Lui qui aime tant vivre la nuit, le voilà en pleine lumière. Paisible quadrupède des forêts tropicales et des savanes, le pangolin est devenu l’objet de toutes les attentions. Le petit mammifère édenté est soupçonné d’être l’un des acteurs majeurs de la pandémie de Covid-19 qui a déjà tué près de 160 000 personnes dans le monde en quatre mois à peine. Comme la chauve-souris, le fourmilier dont la démarche rappelle celle du bossu de Notre-Dame, est porteur d’un coronavirus proche du SARS-CoV-2, à la source de la crise sanitaire qui a stoppé net la planète.
Le « perceur de montagnes »
Se retrouver à la « une » des journaux ? Pauvre bête, il n’en demandait pas tant. Peu lui importe d’être un sans-grade. Son physique ingrat ne lui permet pas de faire de l’ombre au panda, emblème du Fonds mondial pour la nature (WWF) et grand favori des enfants, avant l’éléphant, la girafe et le rhinocéros. Le pangolin préfère rester discret et se plaît à la solitude. Son seul titre de gloire est d’être l’unique mammifère au monde recouvert d’écailles. Ses techniques de chasse suscitent l’admiration. Friand de termites et de fourmis, l’animal étire son interminable langue gluante pour les attraper mais il agit aussi avec malice. Après avoir pénétré fourmilières et termitières grâce à ses griffes puissantes – les Chinois le surnomment le « perceur de montagnes » –, il soulève ses écailles puis les referme comme des persiennes, une fois les insectes pris au piège. Son dos lui fait office de garde-manger, en somme.
Qui savait tout cela il y a encore quelques mois ? Rares étaient les scientifiques à s’intéresser aux huit espèces de pangolin recensées dans le monde, quatre en Afrique et quatre en Asie. Quand on évoquait ce drôle d’animal présent sur terre depuis des millions d’années, c’était plutôt pour s’en moquer. Dans son Dictionnaire superflu à l’usage de l’élite et des bien nantis publié en 1985 (Seuil), Pierre Desproges écrit que « le pangolin ressemble à un artichaut à l’envers, prolongé d’une queue à la vue de laquelle on se prend à penser que le ridicule ne tue plus ».

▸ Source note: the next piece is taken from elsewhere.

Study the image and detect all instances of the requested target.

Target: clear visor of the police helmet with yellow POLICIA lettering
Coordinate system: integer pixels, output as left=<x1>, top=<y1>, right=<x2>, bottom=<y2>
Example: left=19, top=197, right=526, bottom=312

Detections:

« Un seul coupable, l’homme »
Mais alors, pourquoi et comment expliquer que ce fourmilier taciturne soit aujourd’hui sous les feux de la rampe ? « Un seul coupable, l’homme », répond sans hésiter le biologiste Gilles Bœuf. « Bien sûr que c’est nous », confirme Didier Sicard, professeur de médecine et spécialiste des maladies infectieuses. A l’instar du Covid-19, 75 % des maladies nouvelles qui affectent aujourd’hui les humains sont des zoonoses, c’est-à-dire des pathologies transmises par les animaux, rappellent les deux scientifiques.